A journeyman catcher for nine seasons with the Cardinals, Pirates, Cubs and Giants who in retirement became one of the game’s best-loved broadcasters. 

“Being traded is like celebrating your 100th birthday. It’s not the happiest occasion in the world, but consider the alternative.” -Joe Garagiola

Joe Garagiola grew up with Yogi Berra in the Italian Hill Neighborhood in St. Louis, and at 16, entered the major leagues as a catcher for his hometown team (Berra, insulted by his comparatively lower signing bonus, ended up with the Yankees). A major league player for nine seasons with the Cardinals, Pirates, Cubs and Giants, Garagiola played with St. Louis in the World Series in 1946 and retired in 1954 with a .244 average.

His interest in broadcasting began in 1950, when he tuned in to his team’s radio broadcasts while convalescing from a shoulder separation. Following his retirement as a player after the 1954 season, he was offered a job with the Cardinals’ broadcast crew.

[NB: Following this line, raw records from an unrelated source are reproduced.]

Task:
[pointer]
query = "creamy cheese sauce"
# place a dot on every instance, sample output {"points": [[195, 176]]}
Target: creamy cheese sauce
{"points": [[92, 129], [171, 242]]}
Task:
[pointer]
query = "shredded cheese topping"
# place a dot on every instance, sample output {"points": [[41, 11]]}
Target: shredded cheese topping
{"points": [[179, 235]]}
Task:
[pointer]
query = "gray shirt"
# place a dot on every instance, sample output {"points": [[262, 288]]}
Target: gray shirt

He was a natural in the booth and endeared himself to audiences with his likable on-air persona, as well as his skill in calling games.

His progression behind the microphone included the Game of the Week, All-Star Game and World Series with NBC-TV throughout the 1960s, New York Yankee telecasts with Red Barber, Phil Rizzuto, and Jerry Coleman from 1965-66, the NBC Today Show, California Angels telecasts, and telecasts for the Diamondbacks.

Garagiola currently lives in Arizona and serves as President Emeritus of the Baseball Assistance Team (BAT), a nonprofit organization that offers financial assistance to former professional baseball players and their families. He is also the National Chairman of Oral Health America’s National Spit Tobacco Education Program (NSTEP), and does a great deal of work with the Pima Indian Tribe of St. Peter’s Indian Mission in Bapchule, Arizona. Garagiola will often trade speaking fees (no in trade) for school buses, sports fields or other donations to St. Peter’s.

Joe Garagiola won the Peabody Award in 1973 for his pre-game broadcast, “Joe Garagiola’s World of Baseball,” and was elected to the National Baseball Hall of Fame’s Broadcast wing after receiving the Ford C. Frick Award in 1991. He was elected to the National Italian American Sports Hall of Fame in 1988.